Equiparazione fiscale sul fatturato generato in Europa da colossi come Google, Facebook, Booking o anche Airbnb. È stato uno dei temi più discussi durante il Consiglio straordinario dei 28 capi di Stato e di governo dell’Unione europea sull’economia digitale, organizzato nelle scorse settimane a Tallinn dalla presidenza estone di turno. Ma nessun accordo è stato raggiunto. Il presidente della Commissione europea Jean-Claude Juncker, ha ricordato che l’organo competente in materia è l’Ecofin e ha rinviato tutto alla prossima primavera.
Oltre alle pioniere Francia, Italia, Germania e Spagna – i quattro big dell’eurozona che hanno avanzato la proposta – dovrebbero essere 19 i Paesi a sostegno della web tax.
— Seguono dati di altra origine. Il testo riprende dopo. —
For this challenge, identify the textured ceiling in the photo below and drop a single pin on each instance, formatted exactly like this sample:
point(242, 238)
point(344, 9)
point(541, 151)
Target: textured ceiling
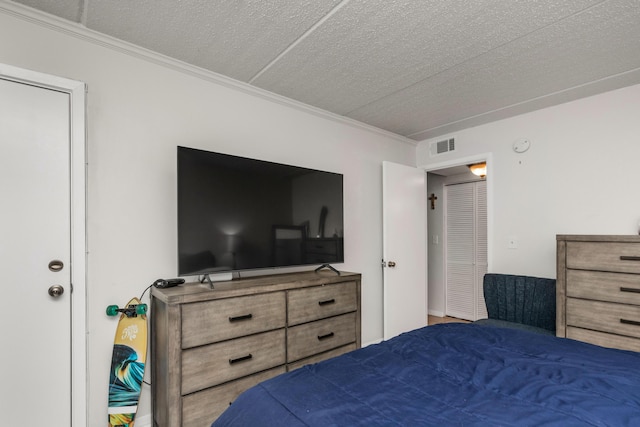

Come è facile prevedere, le opposizioni arrivano principalmente dagli Stati Ue con regimi da paradiso fiscale, e quindi Irlanda, Lussemburgo, Olanda, Malta e Cipro.
Il nostro premier Paolo Gentiloni ha dichiarato che, se non si dovesse arrivare in tempi rapidi al consenso generale sulla web tax, «i Paesi favorevoli, non solo possono, ma devono lavorare in coordinamento tra loro anche con le cooperazioni rafforzate». Quest’ultime, infatti, consentono di procedere anche in autonomia.